Taiwans Präsidentin Tsai Ing-wen ist in Peking nicht sehr beliebt. Foto: AP/Chiang Ying-ying

Reisen nach Taiwan sind für Politiker ein Problem. Die USA gehen damit offensiver um als die meisten Europäer. Trotzdem ist der Besuch des Gesundheitsministers etwas besonderes.

Stuttgart - Reisen gehört praktisch zur Berufsbeschreibung von Politikern, erst Recht, wenn diese ministerielle Weihen empfangen haben. Das ist in Europa so und in Asien, und natürlich auch in den USA. Es gilt dann viele Hände zu schütteln, mit den Amtskollegen zu plauschen, es gibt vielleicht ein kleines Besichtigungsprogramm und sicher viele kleine Mineralwasserfläschchen in klimatisierten Konferenzräumen. Berufsalltag eben, zumindest vor Corona.

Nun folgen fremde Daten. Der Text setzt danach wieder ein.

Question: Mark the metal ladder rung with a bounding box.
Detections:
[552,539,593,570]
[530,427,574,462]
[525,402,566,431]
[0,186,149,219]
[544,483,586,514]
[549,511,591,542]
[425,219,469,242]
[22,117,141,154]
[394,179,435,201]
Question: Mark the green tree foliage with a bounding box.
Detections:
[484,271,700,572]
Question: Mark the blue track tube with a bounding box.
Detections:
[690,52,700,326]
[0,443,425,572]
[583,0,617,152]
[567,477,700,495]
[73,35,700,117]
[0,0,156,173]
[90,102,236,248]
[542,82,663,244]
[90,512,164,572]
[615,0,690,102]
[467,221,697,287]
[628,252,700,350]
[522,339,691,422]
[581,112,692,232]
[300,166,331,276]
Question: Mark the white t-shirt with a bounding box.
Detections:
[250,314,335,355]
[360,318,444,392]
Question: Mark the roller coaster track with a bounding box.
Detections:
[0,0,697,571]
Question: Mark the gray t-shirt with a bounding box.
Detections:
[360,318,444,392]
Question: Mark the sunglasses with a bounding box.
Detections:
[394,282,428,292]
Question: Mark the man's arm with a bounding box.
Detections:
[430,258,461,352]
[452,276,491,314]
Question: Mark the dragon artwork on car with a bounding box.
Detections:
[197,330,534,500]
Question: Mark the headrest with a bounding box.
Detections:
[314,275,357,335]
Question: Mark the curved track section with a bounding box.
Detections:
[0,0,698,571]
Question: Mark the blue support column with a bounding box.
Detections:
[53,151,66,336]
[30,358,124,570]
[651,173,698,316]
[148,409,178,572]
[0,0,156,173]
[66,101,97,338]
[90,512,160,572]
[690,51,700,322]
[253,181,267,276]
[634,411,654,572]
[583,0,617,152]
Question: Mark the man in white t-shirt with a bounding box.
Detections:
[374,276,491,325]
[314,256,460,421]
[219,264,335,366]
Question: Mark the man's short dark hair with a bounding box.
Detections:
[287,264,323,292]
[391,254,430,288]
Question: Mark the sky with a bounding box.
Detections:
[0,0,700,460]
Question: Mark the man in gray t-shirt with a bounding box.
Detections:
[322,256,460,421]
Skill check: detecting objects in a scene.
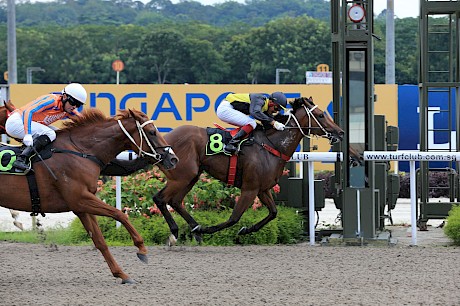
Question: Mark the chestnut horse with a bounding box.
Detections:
[0,109,178,283]
[0,101,24,231]
[153,98,344,243]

Deutsche Reisen ohne dies groß kund zu tun

Ganz und gar nicht alltäglich ist es jedoch, wenn das Reiseziel Taiwan heißt. Die Insel von der Größe Baden-Württembergs agiert in vielen Bereichen wie ein eigener Staat, wählt Präsidenten und Parlament, hat eigenes Geld und eigene Pässe für ihre Bürger. Doch weil China die Insel und ihre rund 22 Millionen Einwohner als Teil von sich betrachtet, wenn auch als einen abtrünnigen, ist das mit offiziellen Besuchen so eine Sache. Als vor einem Jahr der Ludwigsburger CDU-Abgeordnete Stefan Bilger, der auch Staatssekretär im Verkehrsministerium ist, die Insel besuchte, da lief das praktisch unter Ausschluss der Öffentlichkeit ab und wurde nicht kommuniziert. Nun ist Alex Azar nach Taiwan gereist. Der ist US-amerikanischer Gesundheitsminister und damit, ohne dem deutschen Staatssekretär zu nahe zu treten, noch einmal eine andere Nummer. Und obwohl die USA einen deutlich konzilianteren Umgang mit Taiwan pflegen als Europa ist das kein alltäglicher Besuch: es ist seit 1979 der höchstrangige US-Vertreter , der die Insel besucht.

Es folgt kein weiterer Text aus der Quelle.